I think I am very fortunate that my hobby of writing is pretty much free or low cost in terms of materials needed to produce anything. But that doesn’t mean its easy. A year ago I was unstoppable in terms of writing. I could produce one to two thousand words a day and then bam! I hit burnout and everything stopped. I had all this free time, tones of irritability and a bucket of frustration at myself. I was doing so well, what happened? I had many unfinished manuscripts, knew the order of scenes, but wat r werds? I literally couldn’t spell properly for months. My facebook chat logs were an embarrassment. You’d think I never graduated primary school. 

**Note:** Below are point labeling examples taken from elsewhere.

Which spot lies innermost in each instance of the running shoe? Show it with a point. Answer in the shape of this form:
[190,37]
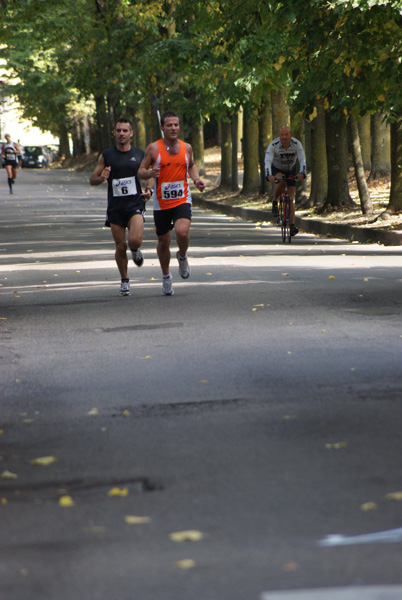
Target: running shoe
[137,257]
[167,289]
[184,267]
[125,288]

My brain and body were tied together and while the body was capable, the brain was done. No words from me. Good thing I had a job to occupy my time and give me money or I’d be screwed. I’m not a freelancer because I don’t really want to work with people and I want to spend all my time writing for myself. I’m not going to push out a ton of stories by writing other people’s ones. Do it yourself. Make time or fail.

Then what?

In 9 weeks I’m going to be 28 years old! I’ve never been so old before. Yesterday I was thinking about my future as a writer and storyteller. Currently, I’m making very little from my writing, but I do only have four titles out. My immediate plan of 10 books by age 30 seems like something I’ll accomplish either on time or even beforehand.

But then what?

All the money I’m earning at the moment is coming from my day job as bartender/waitress. It helps immensely that living in the UK means I do not have to worry about healthcare 🙂

But sometimes my thoughts go to where I’ll be in ten, twenty even thirty years time. I have ideas of what or where I’ll be like to be. I’m planning on still being writing, I’ll be disappointed if I’m not getting some form of decent income from it. I expect that after a decade of publishing I’ll start to see those dividends. But if I don’t, I won’t regret writing at all.

I try not to compare myself to other authors regardless of how they become more well known than me because their path is different to mine. But then again it would be nice to have enough of an income to take an extra day off work to work on my stories instead of using the time between my shifts. But the only way that can happen is to keep on writing.